Queen’s Speech keeps the Communications Data Bill alive

When Nick Clegg (deputy prime minister and leader of the minority Lib-Dem coalition party) rejected the Communications Data Bill the idea was wounded but not destroyed; and yesterday’s Queen’s Speech to mark this year’s new session of parliament demonstrates that the government hasn’t given up yet.

What the government wants now is both a practical and legal way to associate the use of a particular IP address with an individual computer. This will satisfy both law enforcement/intelligence agencies – who will be able to track communications data using existing service providers’ records – and rightsholders who will be able to prosecute copyright infringers with legal certainty.

The current problem is the shortage of IPv4 addresses and the growth of smartphones. ISPs dynamically reallocate their stock of addresses as required while mobile phone companies share single addresses with hundreds of users – and have difficulty in recording the precise mapping. In both homes and offices the problem is aggravated by NAT routers/firewalls effectively hiding which individual device makes a particular connection.

Talking to the BBC, Prof Rahim Tafazolli, director of Surrey University's Centre for Communications Systems Research, commented: “One possible solution would be to find a way to associate a person's internet use with a fixed and unique number such as their mobile number or a device's MAC [media access control] address.

“But that would require changes in the way addresses are allocated on the internet and changes would need to be adopted internationally because we couldn't just change it in the UK.”

Unstated, but clearly providing a route to this end, is IPv6 and its effectively (for the foreseeable future at least) unlimited supply of unique IP addresses. The Queen’s announcement states “my Government will bring forward proposals...” This implies that the preferred route would be via agreement with service providers supported by the threat of legislation. All that is required is the use of IPv6 to be adopted, for the service providers to allocate a fixed IP address to individual users, and for them to retain data matching usage to allocated addresses.

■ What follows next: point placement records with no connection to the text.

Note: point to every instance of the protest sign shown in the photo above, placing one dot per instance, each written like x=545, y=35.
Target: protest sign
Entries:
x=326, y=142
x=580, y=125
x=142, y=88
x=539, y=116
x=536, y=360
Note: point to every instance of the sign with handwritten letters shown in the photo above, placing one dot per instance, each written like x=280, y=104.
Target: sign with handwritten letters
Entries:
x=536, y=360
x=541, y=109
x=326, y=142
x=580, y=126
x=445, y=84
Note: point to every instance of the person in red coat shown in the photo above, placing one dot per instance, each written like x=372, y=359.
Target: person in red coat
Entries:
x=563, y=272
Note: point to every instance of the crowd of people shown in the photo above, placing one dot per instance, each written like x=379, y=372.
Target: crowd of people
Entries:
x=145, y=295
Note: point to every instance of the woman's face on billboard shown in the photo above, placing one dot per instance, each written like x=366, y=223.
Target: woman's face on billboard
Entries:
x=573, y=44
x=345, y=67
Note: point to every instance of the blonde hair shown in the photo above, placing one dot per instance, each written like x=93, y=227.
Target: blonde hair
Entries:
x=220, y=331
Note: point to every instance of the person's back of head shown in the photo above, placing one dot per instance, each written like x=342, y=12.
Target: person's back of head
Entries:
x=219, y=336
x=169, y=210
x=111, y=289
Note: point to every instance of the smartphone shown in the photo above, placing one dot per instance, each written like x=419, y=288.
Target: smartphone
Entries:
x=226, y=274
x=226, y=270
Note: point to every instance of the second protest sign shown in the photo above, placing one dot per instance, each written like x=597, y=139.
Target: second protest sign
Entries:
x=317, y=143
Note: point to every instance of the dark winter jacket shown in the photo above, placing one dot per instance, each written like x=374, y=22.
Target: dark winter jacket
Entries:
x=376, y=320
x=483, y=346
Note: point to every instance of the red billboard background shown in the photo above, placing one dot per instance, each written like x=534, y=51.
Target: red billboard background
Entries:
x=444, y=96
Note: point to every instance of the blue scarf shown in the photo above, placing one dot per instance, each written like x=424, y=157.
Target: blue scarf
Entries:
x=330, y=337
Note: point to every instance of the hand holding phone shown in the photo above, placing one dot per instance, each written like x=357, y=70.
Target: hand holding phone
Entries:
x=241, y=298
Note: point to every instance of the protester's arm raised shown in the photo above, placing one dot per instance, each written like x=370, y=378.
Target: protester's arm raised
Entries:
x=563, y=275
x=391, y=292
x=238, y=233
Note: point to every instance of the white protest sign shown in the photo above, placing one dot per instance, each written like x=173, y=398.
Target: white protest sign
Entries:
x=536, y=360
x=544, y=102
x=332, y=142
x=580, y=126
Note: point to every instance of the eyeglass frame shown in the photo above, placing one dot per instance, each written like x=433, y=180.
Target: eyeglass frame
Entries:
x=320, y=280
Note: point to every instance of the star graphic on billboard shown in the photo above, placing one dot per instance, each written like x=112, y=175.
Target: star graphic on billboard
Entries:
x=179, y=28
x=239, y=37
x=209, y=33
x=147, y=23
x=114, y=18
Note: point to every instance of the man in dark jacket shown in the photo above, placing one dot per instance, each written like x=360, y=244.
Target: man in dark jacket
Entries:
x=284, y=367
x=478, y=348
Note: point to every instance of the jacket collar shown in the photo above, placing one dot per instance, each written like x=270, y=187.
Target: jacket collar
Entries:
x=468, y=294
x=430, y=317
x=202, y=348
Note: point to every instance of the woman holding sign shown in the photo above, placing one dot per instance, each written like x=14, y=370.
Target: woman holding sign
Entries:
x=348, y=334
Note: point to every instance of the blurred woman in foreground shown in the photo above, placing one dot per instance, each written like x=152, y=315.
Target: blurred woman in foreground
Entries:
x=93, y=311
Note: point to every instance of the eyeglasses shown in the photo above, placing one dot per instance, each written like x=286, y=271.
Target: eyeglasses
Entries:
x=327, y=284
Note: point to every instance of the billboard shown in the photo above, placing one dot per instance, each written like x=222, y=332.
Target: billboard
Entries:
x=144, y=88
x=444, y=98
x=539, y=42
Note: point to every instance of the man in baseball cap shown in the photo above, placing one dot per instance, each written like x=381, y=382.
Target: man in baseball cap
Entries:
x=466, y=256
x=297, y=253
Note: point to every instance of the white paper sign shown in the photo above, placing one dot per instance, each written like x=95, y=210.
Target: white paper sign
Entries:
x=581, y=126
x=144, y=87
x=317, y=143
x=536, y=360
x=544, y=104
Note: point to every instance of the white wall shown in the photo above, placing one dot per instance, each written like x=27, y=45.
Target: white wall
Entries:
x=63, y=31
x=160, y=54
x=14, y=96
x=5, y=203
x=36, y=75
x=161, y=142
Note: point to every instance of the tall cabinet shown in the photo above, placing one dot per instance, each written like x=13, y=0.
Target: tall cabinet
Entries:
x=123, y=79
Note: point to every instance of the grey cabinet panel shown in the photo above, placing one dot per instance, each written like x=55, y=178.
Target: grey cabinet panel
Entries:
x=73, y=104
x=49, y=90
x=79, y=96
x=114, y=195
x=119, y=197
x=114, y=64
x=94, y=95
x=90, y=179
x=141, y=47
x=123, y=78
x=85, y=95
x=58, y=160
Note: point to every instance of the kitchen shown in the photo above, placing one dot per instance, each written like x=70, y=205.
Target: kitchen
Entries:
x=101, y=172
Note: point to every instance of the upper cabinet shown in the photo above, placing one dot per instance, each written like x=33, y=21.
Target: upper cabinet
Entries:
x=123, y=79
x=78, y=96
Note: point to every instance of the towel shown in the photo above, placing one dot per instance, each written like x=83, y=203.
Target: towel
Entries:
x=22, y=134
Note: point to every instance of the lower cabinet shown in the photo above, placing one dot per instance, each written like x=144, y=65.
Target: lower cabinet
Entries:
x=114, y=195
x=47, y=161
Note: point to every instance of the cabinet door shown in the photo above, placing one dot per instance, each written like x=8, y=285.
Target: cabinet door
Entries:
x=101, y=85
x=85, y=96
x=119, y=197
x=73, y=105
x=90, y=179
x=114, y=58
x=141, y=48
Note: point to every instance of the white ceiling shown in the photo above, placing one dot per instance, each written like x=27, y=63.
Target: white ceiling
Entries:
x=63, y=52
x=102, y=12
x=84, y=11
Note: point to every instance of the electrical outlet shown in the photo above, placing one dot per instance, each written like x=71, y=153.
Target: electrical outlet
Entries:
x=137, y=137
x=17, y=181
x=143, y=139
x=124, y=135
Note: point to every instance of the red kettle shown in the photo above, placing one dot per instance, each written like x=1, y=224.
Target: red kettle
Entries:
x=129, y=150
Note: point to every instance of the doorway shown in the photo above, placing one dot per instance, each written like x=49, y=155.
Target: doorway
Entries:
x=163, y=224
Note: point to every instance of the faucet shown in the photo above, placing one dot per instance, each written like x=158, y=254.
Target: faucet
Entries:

Phone companies already retain masses of user data, including geolocation (gathered by the need to know the location of the nearest mast). Retained data also includes source, duration, and destination – for billing purposes. Email providers are required by European law to retain information on source, destination, time and size of communications. In both cases law enforcement regularly seeks and receives this data. 

With the addition of certainty in IP address information, the basis of the Communications Data Bill lives on – the only problem for law enforcement will be in joining the dots between the different sources and the absence real time data. However, a separate and later argument for simply improving what already exists – for ‘joining up’ existing capabilities – would be compelling. The result will still be the Communications Data Bill, but under a different name and over a longer period of time.